Let’s start with a diagram, that outlines what we’ll describe right below. It’s best if you keep it open on the side, while reading the rest of the description.
A. We maintain an internal state and predict the future
- Future prediction is at the heart of this algorithm. To predict the future, we need a starting point and a prediction.
- As a starting point, we maintain a set of currently active assumptions about the world (the “Internal state“).
- We have also built over time a library of “if this then that” predictions, i.e. if this Internal State, then this outcome.
- The combination of those two allow us to use past experiences to form expectations about future outcomes.
B. We learn from reality to improve our predictions
- We constantly compare actual outcomes (from our senses) vs predicted outcomes.
- Predicted outcomes that materialized (let’s call them “in-context”) are an opportunity to reinforce this prediction in the library and add this outcome in the Internal State.
- Predicted outcomes that failed to materialize are an opportunity to penalize this prediction in the library.
- Outcomes that weren’t predicted are an opportunity to add a new prediction in the library, so that we predict it next time. We also update the Internal State to reflect the new reality.
- Let’s name prediction failures “Out-of-context (OOC)“. We’ll elaborate more on that later.
C. We remember which outcomes led to positive/negative emotions
- When we experience something pleasurable or painful, the outcomes that were part of our Internal State get “emotionally colored”. Pain/pleasure that is stronger or lasts more or is repeated, builds up more coloring in that outcome. But emotional coloring also fades over time, if not reinforced with new, similar experiences.
D. We use our predictions to infer future pleasure/pain we might experience
- Predictions of emotionally colored outcomes generate motivation for us to act, i.e. to minimize discomfort and/or maximize pleasure. Let’s call those “Driving Pockets” (DPs). The size of the DP depends on how much emotional coloring has been stored on that outcome and how strongly it’s being predicted. Of course, the strongest possible prediction is if this outcome is part of what we assume as reality, i.e. if we’ve integrated it in our Internal State.
E. We sponsor outcomes that will help us maximize pleasure & minimize discomfort
- Initially, either through chance or via external help (e.g. parents), we experience outcomes that eliminate pain or deliver the pleasure. This is an opportunity for us to store “if this then that” associations of which outcomes deactivate which Driving Pocket.
- Therefore the next time such a Driving Pocket occurs, we know what outcome we want to sponsor!
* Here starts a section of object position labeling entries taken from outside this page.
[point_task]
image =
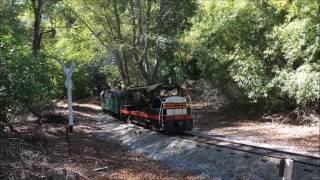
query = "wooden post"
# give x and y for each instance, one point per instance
(285, 169)
(68, 83)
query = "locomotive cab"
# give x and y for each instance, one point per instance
(164, 108)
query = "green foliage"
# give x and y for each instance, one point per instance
(270, 49)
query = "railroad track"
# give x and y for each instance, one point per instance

We issue a Request to activate this outcome. The size of the DPs dictates the amount of attention we’re willing to invest to make it happen.
F. Requests that can be immediately actioned, get executed on-the-spot
- By moving our actuators (muscles) we learn what outcome they can produce in different Internal States.
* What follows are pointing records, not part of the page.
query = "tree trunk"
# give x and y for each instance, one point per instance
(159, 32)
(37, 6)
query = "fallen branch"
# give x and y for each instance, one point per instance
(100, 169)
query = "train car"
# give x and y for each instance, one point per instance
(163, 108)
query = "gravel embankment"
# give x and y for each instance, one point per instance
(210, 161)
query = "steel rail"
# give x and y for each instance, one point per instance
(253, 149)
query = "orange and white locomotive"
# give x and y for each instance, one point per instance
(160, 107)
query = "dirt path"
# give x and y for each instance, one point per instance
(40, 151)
- Due to this, we have gradually augmented our “if this then that” library with single-action routines: “if I’m in this Internal State and I activate these muscles, I will get that”.
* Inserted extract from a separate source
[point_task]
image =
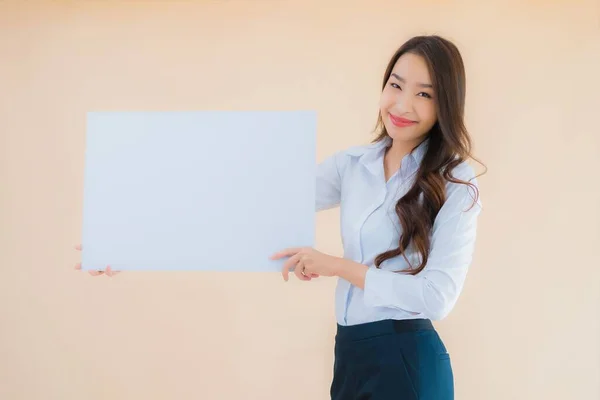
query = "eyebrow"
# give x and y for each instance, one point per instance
(423, 85)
- Therefore, we can solve it backwards: If I want “that” to happen, and I’m in this “Internal State”, what do I need to activate?
- Any Request outcome for which we have an actionable solution stored in our library gets activated on-the-spot, without the need to focus our attention on it.
G. We assume all actions will succeed, and refocus our attention only if they fail
- Since we found that action from its expected outcome, we go ahead and predict/expect this outcome. At the same time, we activate a “Promise” on it, which temporarily deactivates the Request.
- Since actions have a lag until they affect the environment and generate new external input for us, we can go ahead and focus on other things (multi-task), being optimistic that it’ll work out as predicted.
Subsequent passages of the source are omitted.